SIETE PASOS PARA CAMBIAR

Seguro que muchos de nosotros hemos tenido, alguna vez, esa molesta y desagradable sensación de que no nos gusta nuestra vida o algún aspecto de ella, pero muchas veces somos incapaces de definir el qué, simplemente sentimos que no estamos satisfechos, que nos falta algo, no nos sentimos a gusto en nuestra piel o vemos que las cosas no nos salen como nos gustaría, pero no sabemos qué hacer. Es como si nos sintiéramos atrapados en una telaraña, en la que cuanto más intentamos salir, más enredados nos sentimos. Queremos cambiar, como dicen muchos de nuestros pacientes de Aupa cuando llegan, pero cuando les preguntas el qué, no saben definirlo, sólo sienten que tienen que cambiar. Hoy vamos a intentar seguir unas pautas para que este proceso de cambiar, que se nos antoja tan complicado, se convierta en algo más sencillo:

1-Establece un objetivo, empieza por algo concreto, no puede ser algo tan ambiguo como “cambiar mi vida”, puede ser hacer la cama todos los días, hacer ejercicio, dejar de fumar, ser más amable, sonreír más……Céntrate en sólo una cosa, la que más te preocupe o la que más necesites o ansíes en ese momento conseguir. Recuerda que una escalera no se sube de un salto, se sube peldaño a peldaño.

2-El objetivo debe ser afirmativo, no enuncies tu objetivo en negativo o tu cerebro lo vivirá como una renuncia y pondrá todas tus resistencias en marcha. Es decir, nunca mi objetivo puede ser dejar de fumar o de beber, debería ser “cuidar mi salud”, o no debería ser “ponerme a dieta”, sino conseguir un peso adecuado y en el que me sienta bien. Es mucho más importante de lo que creemos, lo que conseguimos así es trazar una meta positiva hacia la que dirigirnos, no huir, alejarnos o renunciar a algo, con toda la carga negativa de prohibición que conlleva.

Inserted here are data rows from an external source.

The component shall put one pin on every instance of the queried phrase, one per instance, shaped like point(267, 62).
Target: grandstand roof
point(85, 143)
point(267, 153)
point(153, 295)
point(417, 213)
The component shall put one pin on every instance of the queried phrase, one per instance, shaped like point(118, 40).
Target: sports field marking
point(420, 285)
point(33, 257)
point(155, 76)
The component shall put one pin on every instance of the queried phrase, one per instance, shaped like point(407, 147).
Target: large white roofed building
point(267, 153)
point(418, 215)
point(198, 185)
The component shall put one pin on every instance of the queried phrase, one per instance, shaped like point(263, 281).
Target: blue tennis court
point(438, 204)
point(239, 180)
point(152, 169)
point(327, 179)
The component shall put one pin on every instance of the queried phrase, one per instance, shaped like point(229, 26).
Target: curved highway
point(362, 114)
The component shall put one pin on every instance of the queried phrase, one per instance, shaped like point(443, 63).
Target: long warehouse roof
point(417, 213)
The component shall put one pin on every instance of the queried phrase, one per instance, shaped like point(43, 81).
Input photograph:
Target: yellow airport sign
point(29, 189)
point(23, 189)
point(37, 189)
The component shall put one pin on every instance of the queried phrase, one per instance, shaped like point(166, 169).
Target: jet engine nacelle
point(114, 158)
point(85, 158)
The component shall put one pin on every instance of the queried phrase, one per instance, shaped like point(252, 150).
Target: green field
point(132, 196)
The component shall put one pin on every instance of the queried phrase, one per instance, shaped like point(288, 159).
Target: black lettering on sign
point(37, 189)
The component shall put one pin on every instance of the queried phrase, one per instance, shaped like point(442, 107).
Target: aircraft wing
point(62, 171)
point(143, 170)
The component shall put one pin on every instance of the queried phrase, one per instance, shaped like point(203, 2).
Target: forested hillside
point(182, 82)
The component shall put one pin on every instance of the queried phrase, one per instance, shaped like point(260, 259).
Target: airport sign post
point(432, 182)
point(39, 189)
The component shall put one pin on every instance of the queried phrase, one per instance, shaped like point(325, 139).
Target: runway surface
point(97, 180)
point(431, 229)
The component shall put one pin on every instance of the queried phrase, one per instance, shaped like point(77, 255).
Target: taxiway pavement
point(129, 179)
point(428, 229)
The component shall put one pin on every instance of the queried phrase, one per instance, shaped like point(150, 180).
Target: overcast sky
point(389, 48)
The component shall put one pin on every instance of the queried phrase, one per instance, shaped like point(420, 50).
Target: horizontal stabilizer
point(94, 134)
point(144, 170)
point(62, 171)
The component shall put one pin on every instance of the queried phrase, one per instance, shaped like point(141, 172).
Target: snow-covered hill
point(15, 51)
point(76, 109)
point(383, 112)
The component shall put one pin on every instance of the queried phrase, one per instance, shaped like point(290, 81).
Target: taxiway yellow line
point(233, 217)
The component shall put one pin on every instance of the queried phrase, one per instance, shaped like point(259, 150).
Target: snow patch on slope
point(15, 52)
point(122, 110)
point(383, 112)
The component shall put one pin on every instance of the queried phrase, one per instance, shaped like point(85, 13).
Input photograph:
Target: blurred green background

3-No compares. Tu objetivo debe estar perfectamente definido, si digo que quiero estudiar más no estoy concretando: ¿más que ahora, pero cuánto más? , debería ser, voy a estudiar tres horas diarias, o establecer períodos concretos, voy a estudiar de 9 a 14 h. O quiero estar más delgada, sería incorrecto porque no has establecido una meta, deberías plantear, quiero pesar x kilos. O quiero ser más simpática, ¿más simpática que quién? ¿cómo crees que lo conseguirías?, en esta caso plantearíamos, voy a saludar a todas las personas con las que me cruce, voy a sonreír, voy a dar las gracias siempre…, recuerda, objetivos concretos.

4-Tu objetivo debe incluir emociones agradables, esto hará que tu sensación sea de caminar hacia algo que merece la pena y que hará que tu vida sea mejor, por tanto activará la parte positiva de tu cerebro y lo sentirás como algo bueno y que merece la pena conseguir: voy a terminar mi carrera para sentirme orgullosa de mí misma, quiero hacer ejercicio porque eso hará que me sienta más ágil y mejor físicamente, quiero sentirme tranquila y para eso necesito controlar esta ansiedad, quiero sentirme segura respecto a mi salud por eso dejaré de fumar….cada objetivo que me marque siempre llevará asociada una emoción positiva, para eso busco cambiar, y he de tenerla clara y reforzarla. Muchas veces en el proceso de cambiar algo, sólo nos centramos en la negatividad del esfuerzo o en lo que me va a costar, y perdemos de vista el porqué hemos decidido hacerlo, con lo cual es fácil que abandonemos al primer contratiempo.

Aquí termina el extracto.